Correlation Between Expensify and Couchbase
Can any of the company-specific risk be diversified away by investing in both Expensify and Couchbase at the same time? Although using a correlation coefficient on its own may not help to predict future stock returns, this module helps to understand the diversifiable risk of combining Expensify and Couchbase into the same portfolio, which is an essential part of the fundamental portfolio management process.
By analyzing existing cross correlation between Expensify and Couchbase, you can compare the effects of market volatilities on Expensify and Couchbase and check how they will diversify away market risk if combined in the same portfolio for a given time horizon. You can also utilize pair trading strategies of matching a long position in Expensify with a short position of Couchbase. Check out your portfolio center. Please also check ongoing floating volatility patterns of Expensify and Couchbase.
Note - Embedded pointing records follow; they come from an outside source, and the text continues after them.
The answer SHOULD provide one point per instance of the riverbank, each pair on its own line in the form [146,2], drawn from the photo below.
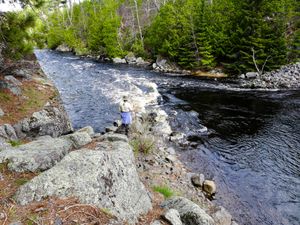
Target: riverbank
[160,168]
[286,77]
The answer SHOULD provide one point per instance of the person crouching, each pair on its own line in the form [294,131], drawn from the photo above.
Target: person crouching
[125,110]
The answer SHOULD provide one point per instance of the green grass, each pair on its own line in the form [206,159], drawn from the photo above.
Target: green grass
[164,190]
[4,97]
[15,143]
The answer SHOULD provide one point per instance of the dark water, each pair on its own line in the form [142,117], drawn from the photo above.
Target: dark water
[252,147]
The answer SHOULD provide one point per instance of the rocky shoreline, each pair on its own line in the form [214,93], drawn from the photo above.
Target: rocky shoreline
[287,77]
[101,170]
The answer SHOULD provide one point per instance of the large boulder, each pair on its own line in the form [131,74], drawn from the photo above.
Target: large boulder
[79,139]
[119,60]
[106,179]
[37,155]
[7,132]
[190,213]
[63,48]
[1,112]
[51,121]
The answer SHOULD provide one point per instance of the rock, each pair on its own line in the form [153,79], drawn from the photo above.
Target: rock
[1,112]
[141,62]
[51,121]
[117,123]
[190,213]
[115,137]
[13,80]
[2,216]
[176,136]
[118,60]
[173,217]
[16,223]
[197,180]
[111,129]
[156,222]
[87,129]
[7,132]
[1,179]
[209,187]
[222,216]
[63,48]
[36,156]
[171,151]
[251,75]
[22,73]
[104,179]
[79,139]
[130,58]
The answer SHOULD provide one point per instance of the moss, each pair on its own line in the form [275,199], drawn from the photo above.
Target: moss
[21,181]
[15,143]
[4,97]
[164,190]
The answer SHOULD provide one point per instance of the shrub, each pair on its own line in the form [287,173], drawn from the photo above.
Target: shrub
[164,190]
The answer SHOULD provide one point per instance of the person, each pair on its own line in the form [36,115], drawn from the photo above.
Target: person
[125,110]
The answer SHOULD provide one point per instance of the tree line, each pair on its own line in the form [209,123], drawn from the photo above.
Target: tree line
[237,36]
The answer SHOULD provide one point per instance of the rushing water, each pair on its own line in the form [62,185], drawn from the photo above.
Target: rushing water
[251,149]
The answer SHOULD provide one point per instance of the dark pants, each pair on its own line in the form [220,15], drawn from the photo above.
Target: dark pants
[126,128]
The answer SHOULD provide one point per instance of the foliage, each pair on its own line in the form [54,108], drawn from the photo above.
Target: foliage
[15,143]
[14,37]
[164,190]
[196,34]
[142,140]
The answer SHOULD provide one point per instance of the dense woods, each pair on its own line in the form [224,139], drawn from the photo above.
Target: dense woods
[238,36]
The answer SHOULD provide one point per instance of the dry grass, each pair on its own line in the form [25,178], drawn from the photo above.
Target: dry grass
[34,97]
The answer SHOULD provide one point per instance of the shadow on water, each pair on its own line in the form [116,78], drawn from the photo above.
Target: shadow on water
[251,149]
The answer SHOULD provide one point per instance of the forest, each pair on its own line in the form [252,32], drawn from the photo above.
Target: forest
[236,36]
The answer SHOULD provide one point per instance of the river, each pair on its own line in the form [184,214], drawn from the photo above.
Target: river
[251,149]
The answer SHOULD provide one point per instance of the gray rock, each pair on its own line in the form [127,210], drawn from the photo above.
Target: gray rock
[22,73]
[173,217]
[115,137]
[63,48]
[197,180]
[141,62]
[190,213]
[104,179]
[118,60]
[251,75]
[222,216]
[16,223]
[87,129]
[111,129]
[36,156]
[1,112]
[156,222]
[130,59]
[8,132]
[78,139]
[13,80]
[50,121]
[209,187]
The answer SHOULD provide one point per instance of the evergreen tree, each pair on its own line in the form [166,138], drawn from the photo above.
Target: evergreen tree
[259,37]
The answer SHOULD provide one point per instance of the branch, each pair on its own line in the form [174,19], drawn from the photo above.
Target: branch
[253,58]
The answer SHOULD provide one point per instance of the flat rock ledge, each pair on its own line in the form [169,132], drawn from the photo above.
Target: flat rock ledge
[190,213]
[35,156]
[106,179]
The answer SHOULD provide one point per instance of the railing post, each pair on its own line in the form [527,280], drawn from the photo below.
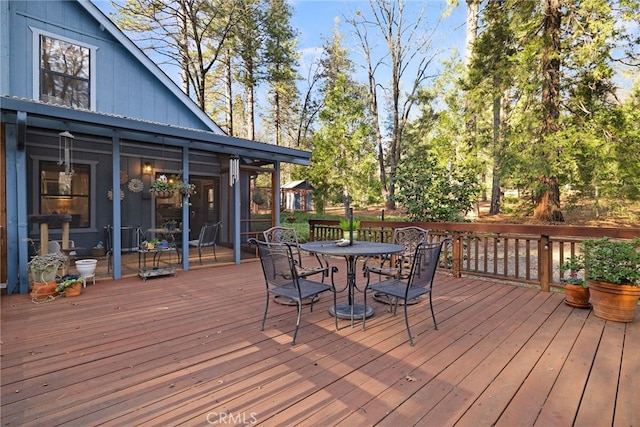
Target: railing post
[456,254]
[544,263]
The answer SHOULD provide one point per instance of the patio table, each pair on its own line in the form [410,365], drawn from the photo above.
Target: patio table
[351,253]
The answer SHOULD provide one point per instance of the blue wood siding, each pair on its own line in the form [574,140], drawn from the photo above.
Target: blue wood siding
[124,86]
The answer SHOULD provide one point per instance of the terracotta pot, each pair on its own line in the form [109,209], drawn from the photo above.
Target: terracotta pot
[614,302]
[73,290]
[98,252]
[576,296]
[46,274]
[43,290]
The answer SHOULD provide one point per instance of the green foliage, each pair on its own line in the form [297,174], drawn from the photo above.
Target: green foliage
[574,266]
[68,280]
[612,261]
[343,165]
[430,191]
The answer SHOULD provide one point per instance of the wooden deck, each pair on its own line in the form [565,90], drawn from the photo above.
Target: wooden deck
[188,351]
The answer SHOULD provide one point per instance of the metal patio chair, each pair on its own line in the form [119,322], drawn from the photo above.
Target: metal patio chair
[288,235]
[282,279]
[398,266]
[207,237]
[426,258]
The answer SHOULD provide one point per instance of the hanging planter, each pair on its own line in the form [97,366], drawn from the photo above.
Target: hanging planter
[162,188]
[187,189]
[162,194]
[136,185]
[110,194]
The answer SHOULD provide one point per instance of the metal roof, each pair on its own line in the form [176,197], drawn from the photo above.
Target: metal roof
[55,117]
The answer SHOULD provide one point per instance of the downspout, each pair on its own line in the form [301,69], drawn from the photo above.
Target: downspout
[234,183]
[276,190]
[17,222]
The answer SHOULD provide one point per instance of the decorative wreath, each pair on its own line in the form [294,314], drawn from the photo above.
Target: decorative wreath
[110,194]
[136,185]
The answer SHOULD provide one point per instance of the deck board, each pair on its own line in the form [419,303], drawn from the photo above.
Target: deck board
[186,350]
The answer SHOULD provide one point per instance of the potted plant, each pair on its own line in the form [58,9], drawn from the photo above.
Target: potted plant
[70,285]
[187,189]
[613,275]
[162,188]
[345,225]
[44,269]
[575,286]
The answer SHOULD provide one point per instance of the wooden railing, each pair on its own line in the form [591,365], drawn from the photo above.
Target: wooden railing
[526,254]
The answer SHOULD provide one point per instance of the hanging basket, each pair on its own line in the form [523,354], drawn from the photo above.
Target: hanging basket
[161,194]
[187,191]
[73,290]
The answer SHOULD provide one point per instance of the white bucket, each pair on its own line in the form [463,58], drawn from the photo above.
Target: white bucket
[86,267]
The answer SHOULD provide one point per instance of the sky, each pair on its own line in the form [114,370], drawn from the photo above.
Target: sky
[315,19]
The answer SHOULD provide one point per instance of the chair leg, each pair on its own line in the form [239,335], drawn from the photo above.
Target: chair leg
[295,333]
[335,313]
[266,307]
[406,320]
[435,325]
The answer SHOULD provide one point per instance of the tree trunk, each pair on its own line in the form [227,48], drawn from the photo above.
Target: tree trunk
[229,94]
[495,182]
[548,202]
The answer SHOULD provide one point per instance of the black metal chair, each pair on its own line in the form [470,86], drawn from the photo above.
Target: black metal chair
[288,235]
[398,266]
[419,282]
[207,237]
[282,279]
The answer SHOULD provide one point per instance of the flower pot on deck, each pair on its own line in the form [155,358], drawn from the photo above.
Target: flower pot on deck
[43,290]
[576,296]
[73,290]
[614,302]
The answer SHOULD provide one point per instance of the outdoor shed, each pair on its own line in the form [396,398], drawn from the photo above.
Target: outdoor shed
[297,196]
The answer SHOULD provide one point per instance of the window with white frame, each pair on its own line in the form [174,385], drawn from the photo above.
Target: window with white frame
[65,71]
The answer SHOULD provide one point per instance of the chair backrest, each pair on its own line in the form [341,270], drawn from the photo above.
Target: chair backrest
[284,235]
[426,259]
[277,264]
[208,234]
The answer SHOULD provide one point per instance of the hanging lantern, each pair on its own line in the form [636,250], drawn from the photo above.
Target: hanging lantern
[65,151]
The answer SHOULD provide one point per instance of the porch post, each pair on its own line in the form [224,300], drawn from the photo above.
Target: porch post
[276,191]
[186,226]
[117,220]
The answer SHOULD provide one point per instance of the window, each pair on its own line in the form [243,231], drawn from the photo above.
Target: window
[65,194]
[65,71]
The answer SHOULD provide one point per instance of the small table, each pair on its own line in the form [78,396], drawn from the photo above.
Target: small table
[156,270]
[351,310]
[170,234]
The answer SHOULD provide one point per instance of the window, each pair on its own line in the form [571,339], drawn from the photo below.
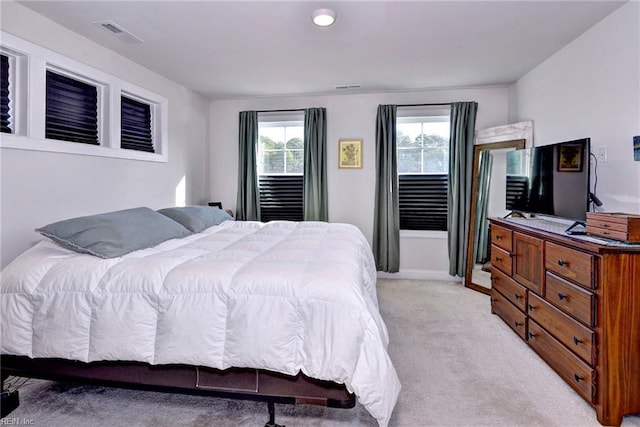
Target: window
[423,167]
[71,110]
[280,170]
[135,129]
[5,95]
[50,102]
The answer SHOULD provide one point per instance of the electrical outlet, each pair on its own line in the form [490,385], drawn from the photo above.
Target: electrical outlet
[602,155]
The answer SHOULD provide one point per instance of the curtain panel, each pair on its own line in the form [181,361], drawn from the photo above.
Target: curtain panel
[463,120]
[248,198]
[386,221]
[315,198]
[481,239]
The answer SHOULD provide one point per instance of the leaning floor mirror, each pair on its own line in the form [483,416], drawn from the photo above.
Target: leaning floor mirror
[488,190]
Diversification Opportunities for Expensify and Couchbase
Significant diversification
The 3 months correlation between Expensify and Couchbase is 0.02. Overlapping area represents the amount of risk that can be diversified away by holding Expensify and Couchbase in the same portfolio, assuming nothing else is changed. The correlation between historical prices or returns on Couchbase and Expensify is a relative statistical measure of the degree to which these equity instruments tend to move together. The correlation coefficient measures the extent to which returns on Expensify are associated (or correlated) with Couchbase. Values of the correlation coefficient range from -1 to +1, where. The correlation of zero (0) is possible when the price movement of Couchbase has no effect on the direction of Expensify i.e., Expensify and Couchbase go up and down completely randomly.
Pair Corralation between Expensify and Couchbase
Given the investment horizon of 90 days Expensify is expected to under-perform the Couchbase. But the stock apears to be less risky and, when comparing its historical volatility, Expensify is 1.12 times less risky than Couchbase. The stock trades about -0.11 of its potential returns per unit of risk. The Couchbase is currently generating about 0.14 of returns per unit of risk over similar time horizon. If you would invest 1,808 in Couchbase on May 11, 2025 and sell it today you would earn a total of 622.00 from holding Couchbase or generate 34.4% return on investment over 90 days.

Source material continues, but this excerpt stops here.